May 21, 1961
The first National Highway Week in the United States was officially launched. The idea for this commemorative week had taken place about three months earlier in Washington, D.C., during a Public Understanding Workshop co-sponsored by the Better Highways Information Foundation (BHIF) – a group founded by several highway industry organizations – and the American Association of State Highway Officials (AASHO) to further promote highway construction efforts nationwide.
President John F. Kennedy (1917-1963) subsequently issued a proclamation on April 29 designating May 21-27 “as National Highway Week in recognition of the vital role of highway transportation in our way of life.” Kennedy also stated in this proclamation, “During this period I encourage all Americans to judge the value of highway transportation to their own activities and to our national welfare.”

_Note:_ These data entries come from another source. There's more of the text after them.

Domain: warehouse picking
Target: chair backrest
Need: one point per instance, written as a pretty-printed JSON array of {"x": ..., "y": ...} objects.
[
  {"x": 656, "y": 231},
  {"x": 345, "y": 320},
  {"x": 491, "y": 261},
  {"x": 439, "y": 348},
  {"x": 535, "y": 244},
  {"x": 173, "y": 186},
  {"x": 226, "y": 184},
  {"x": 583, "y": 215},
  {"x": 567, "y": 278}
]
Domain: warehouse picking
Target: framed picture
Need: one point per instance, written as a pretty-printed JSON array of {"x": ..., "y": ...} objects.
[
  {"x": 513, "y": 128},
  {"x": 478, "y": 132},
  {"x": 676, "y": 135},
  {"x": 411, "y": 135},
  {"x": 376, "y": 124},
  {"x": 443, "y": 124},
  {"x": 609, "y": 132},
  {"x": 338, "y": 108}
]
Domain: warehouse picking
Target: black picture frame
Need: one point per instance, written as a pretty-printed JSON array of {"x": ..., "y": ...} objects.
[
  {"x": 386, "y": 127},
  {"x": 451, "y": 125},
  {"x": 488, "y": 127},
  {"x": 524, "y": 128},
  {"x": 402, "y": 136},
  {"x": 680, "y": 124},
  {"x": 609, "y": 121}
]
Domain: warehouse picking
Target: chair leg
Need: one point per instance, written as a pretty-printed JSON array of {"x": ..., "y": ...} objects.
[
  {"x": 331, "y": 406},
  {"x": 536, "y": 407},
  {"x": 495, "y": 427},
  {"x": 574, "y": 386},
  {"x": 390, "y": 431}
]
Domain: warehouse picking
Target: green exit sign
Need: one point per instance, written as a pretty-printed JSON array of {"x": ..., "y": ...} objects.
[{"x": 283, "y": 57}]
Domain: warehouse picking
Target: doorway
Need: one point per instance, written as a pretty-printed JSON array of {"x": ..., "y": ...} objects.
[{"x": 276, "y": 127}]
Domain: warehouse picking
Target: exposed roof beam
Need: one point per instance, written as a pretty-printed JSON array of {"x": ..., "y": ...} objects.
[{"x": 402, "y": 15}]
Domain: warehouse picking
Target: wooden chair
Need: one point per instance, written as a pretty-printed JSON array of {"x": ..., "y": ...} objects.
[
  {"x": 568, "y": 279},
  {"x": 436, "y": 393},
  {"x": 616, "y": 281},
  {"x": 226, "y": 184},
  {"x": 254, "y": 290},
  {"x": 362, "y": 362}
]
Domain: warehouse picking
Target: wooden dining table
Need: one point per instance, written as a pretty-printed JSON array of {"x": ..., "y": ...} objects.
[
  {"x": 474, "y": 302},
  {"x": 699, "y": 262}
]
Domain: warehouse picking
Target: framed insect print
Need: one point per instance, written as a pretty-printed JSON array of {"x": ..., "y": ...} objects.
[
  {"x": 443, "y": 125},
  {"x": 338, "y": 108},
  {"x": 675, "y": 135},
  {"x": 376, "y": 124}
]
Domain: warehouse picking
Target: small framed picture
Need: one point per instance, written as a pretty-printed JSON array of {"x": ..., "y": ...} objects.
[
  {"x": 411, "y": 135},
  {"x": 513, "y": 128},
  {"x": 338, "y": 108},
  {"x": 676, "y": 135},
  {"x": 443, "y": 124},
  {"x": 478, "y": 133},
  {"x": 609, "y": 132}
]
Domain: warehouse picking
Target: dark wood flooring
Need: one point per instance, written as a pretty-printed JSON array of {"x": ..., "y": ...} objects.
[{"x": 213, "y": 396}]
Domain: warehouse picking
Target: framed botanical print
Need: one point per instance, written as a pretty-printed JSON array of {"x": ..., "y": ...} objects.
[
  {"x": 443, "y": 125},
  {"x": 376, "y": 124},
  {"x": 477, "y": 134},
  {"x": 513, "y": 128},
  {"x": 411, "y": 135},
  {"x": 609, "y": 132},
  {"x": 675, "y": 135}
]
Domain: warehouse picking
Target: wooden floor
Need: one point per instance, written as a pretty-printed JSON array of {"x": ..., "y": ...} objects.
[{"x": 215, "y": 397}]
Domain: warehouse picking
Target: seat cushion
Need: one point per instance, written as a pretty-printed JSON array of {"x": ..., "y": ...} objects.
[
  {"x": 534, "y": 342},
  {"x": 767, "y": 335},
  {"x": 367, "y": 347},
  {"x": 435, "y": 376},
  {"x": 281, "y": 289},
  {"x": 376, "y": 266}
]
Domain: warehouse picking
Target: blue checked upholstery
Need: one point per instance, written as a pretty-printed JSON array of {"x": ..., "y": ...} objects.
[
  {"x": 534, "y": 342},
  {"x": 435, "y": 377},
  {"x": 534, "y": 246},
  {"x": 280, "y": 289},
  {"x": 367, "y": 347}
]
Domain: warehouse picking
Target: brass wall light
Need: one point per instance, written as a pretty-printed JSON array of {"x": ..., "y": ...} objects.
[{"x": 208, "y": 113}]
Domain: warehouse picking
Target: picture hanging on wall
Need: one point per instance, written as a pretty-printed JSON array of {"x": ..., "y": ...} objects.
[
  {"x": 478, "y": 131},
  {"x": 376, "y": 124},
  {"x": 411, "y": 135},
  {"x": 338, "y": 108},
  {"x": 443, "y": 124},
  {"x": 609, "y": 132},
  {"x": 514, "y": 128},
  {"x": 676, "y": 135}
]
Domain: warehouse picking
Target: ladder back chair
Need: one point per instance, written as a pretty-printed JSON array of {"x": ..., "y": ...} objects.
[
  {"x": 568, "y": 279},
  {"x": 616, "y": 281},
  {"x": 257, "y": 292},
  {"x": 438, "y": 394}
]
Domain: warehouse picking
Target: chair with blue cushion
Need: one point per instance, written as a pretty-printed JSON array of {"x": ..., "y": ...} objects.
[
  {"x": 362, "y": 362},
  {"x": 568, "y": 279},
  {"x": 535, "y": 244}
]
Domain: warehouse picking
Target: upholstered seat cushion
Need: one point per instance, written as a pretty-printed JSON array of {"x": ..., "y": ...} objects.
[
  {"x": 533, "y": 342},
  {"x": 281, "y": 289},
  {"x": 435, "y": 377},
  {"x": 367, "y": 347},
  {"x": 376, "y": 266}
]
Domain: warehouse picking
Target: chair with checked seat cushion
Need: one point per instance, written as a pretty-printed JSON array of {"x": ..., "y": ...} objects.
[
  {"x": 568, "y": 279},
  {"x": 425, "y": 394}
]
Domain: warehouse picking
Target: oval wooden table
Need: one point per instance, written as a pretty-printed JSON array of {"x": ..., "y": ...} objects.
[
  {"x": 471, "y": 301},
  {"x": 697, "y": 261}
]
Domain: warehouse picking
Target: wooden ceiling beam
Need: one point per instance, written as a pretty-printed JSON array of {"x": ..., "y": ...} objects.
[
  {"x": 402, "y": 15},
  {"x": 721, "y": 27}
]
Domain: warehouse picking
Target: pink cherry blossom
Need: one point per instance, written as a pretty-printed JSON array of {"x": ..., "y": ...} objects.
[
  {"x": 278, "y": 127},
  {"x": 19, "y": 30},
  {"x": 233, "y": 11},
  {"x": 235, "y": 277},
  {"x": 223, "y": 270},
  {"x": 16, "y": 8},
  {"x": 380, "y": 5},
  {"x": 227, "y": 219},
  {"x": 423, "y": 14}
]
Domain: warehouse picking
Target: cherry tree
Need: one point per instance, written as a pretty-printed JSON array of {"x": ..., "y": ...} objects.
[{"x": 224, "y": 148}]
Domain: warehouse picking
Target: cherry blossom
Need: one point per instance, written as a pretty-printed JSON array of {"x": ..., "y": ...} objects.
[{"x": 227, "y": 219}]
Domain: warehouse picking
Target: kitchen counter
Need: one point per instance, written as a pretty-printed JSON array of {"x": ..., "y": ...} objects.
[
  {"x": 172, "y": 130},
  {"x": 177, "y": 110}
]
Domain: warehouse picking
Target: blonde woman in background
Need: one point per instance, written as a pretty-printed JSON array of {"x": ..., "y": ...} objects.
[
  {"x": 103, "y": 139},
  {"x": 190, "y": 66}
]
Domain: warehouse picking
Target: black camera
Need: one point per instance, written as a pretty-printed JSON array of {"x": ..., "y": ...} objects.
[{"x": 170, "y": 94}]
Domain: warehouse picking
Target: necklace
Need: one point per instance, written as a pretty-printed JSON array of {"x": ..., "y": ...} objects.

The various events held from coast to coast during that year’s National Transportation Week included the following:
a ribbon-cutting ceremony in Alabama on Interstate 65 between Montgomery and Birmingham;
open-house tours of the Iowa Highway Commission headquarters, which gave visitors the chance to learn more about concrete laboratory testing procedures and the computerization of data such as traffic counts and bridge calculations;
a Los Angeles luncheon that was attended by 300 local business leaders and public officials and featured an address by Clarence Daniel Martin, Jr. (1916-1976), who had become U.S. undersecretary of commerce for transportation that year and would remain in the position until 1965;
and the opening of a large motor service center for truck drivers in Ohio along Interstate 71 between Columbus and Medina.
Newspapers across the country likewise reinforced the significance of the week. An op-ed piece appearing in the Missouri-based Joplin Globe asserted, “Although there are unsolved questions intertwined in our expanding creation of highways and the means to traverse them, it has long been proven they are a major element in our national strength, both as regards defense and our well-being. National Highway Week re-emphasizes these national concerns.” (The accompanying photo of a portion of Eastshore Freeway [now part of Interstate 80] in the San Francisco Bay Area city of El Cerrito was taken that same year.)
Presidential proclamations for National Highway Week became an annual tradition over the next dozen years. The last of these proclamations was issued by President Richard M. Nixon (1913-1994) on September 4, 1973.